Justin M. Gregory, MD, MSC: Broadly speaking, we know that the pathophysiology of type 1 diabetes begins with autoimmune destruction of the pancreatic beta cell. What happens is the immune system recognizes beta cells inappropriately as threats. Predominantly, autoreactive T lymphocytes infiltrate into the pancreatic islet and recognize certain antigens on the surface and begin the inflammatory process that we call insulitis. Those autoreactive T cells recognize a host of antigens present on those beta cells. Some of them we know about, things like insulin being an antigen that the immune system is reactive against. There are lesser-known ones like islet cell or islet antigen 2 and glutamic acid decarboxylase. There’s a broad range, and it’s different from patient to patient. That presents some challenges in terms of trying to address breaking down and prevent autoimmune inflammation.

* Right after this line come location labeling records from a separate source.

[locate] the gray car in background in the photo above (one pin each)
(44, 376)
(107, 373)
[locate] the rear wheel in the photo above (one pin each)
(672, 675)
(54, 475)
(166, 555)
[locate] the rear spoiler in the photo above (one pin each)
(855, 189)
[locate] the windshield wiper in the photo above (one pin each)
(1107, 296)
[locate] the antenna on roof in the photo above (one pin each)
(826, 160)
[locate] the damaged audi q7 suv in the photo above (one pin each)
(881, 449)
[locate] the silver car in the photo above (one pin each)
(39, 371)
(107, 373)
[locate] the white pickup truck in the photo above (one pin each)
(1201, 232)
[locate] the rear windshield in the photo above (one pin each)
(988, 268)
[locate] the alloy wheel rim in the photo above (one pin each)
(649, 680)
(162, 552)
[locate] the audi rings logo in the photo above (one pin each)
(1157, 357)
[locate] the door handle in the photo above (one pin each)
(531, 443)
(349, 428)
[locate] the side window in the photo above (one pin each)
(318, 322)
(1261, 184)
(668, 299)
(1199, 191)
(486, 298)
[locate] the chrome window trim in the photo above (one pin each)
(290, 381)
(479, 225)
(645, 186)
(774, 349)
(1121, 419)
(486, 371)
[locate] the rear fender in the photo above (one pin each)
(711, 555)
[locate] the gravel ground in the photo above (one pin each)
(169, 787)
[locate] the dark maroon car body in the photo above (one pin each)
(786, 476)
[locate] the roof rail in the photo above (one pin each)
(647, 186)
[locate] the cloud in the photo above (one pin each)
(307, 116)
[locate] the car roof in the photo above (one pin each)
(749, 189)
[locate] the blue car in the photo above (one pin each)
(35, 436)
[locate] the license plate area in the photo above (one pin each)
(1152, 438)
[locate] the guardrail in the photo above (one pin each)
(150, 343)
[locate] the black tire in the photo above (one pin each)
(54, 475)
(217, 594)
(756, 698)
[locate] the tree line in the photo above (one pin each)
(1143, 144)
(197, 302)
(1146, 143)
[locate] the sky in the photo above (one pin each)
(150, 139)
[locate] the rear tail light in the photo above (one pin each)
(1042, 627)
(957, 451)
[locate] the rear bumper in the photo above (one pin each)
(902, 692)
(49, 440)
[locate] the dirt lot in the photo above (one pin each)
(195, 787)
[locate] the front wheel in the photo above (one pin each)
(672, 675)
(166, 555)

Once the antigens are recognized, those T cells lead to a process where certain cytotoxic chemicals are released, leading to apoptosis of those insulin-producing beta cells. That process is likely influenced by certain genetic predisposing factors. Probably the strongest ones are HLA haplotypes. We think about HLA-DR3 and HLA-DR4 increasing the risk, but there are certain environmental triggers that are still poorly defined. Often individuals want to know what triggered this happening. As a pediatric endocrinologist, the best I can do is speculate, which is a hard thing sometimes as a physician. That beta cell loss eventually leads to the progressive loss of beta cells and the development of type 1 diabetes. From individual to individual, the rate of losing those beta cells differs. In young children, we typically think that the rate of beta cell loss is rapid. In older individuals, by and large it seems to be slower. Different individuals lose beta cells at different rates.

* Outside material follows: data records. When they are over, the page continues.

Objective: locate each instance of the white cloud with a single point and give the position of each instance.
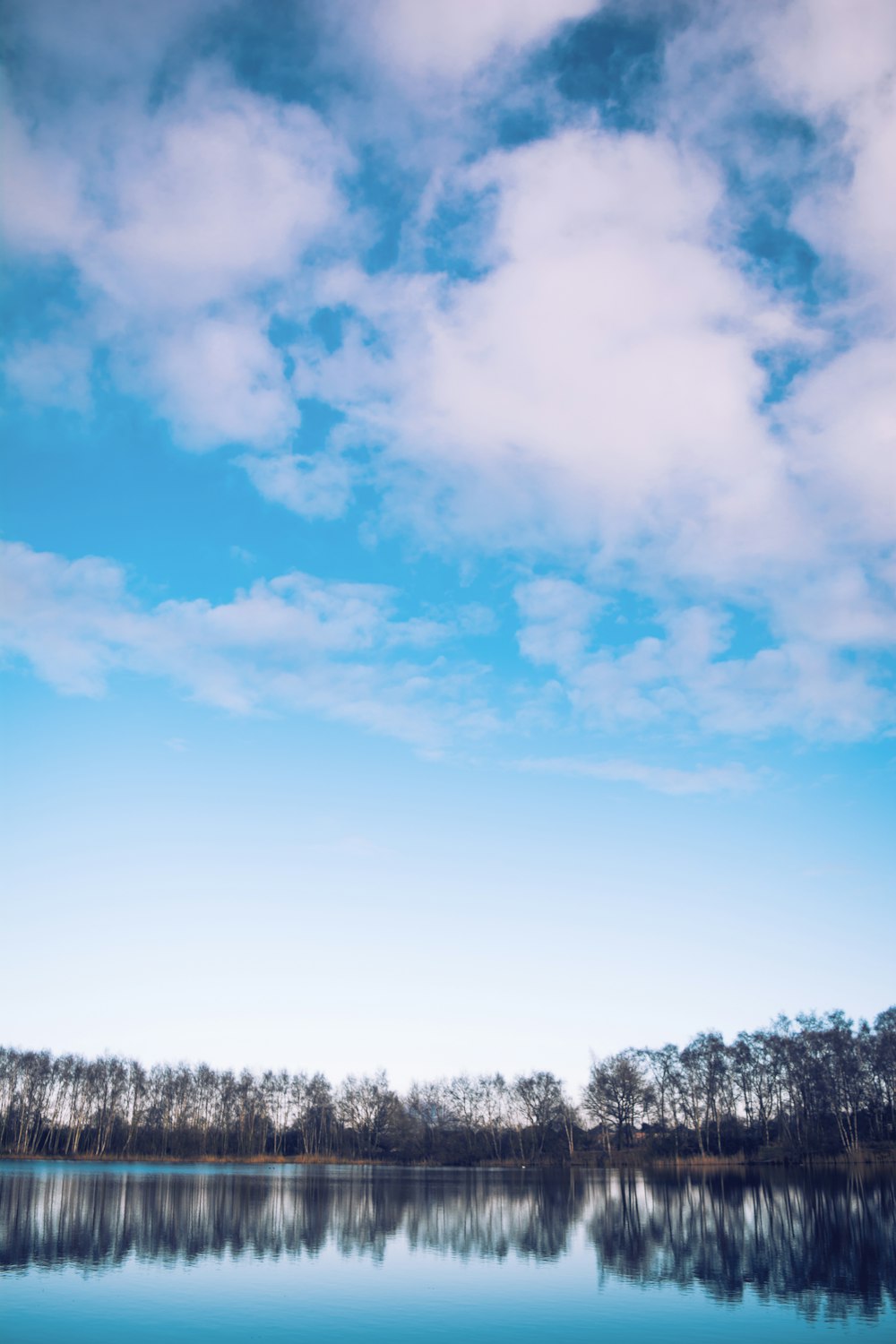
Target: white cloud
(689, 677)
(174, 220)
(670, 780)
(220, 379)
(292, 642)
(54, 373)
(218, 193)
(309, 486)
(598, 383)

Steve Edelman, MD: Yes, and we diagnose type 1 diabetes later in life, called LADA, latent autoimmune diabetes of adults. Those individuals tend to progress much slower than when I was diagnosed…. When you look at the ratio of healthy regulatory T cells vs autoreactive T cells, the earlier you intervene, the better.
Linda A. DiMeglio, MD: This is a great discussion. The beta cell itself is probably in part at fault. We think that patients who go on to develop type 1 diabetes often had—apologies to those who are living with the disease—wimpy beta cells. Something about the beta cell leads it to be susceptible to that autoimmune attack. There’s something intrinsic. When we get to talk more about therapies, it’s interesting that some beta cell stress agents and things like that are being used in therapies for potentially delaying onset of type 1 diabetes.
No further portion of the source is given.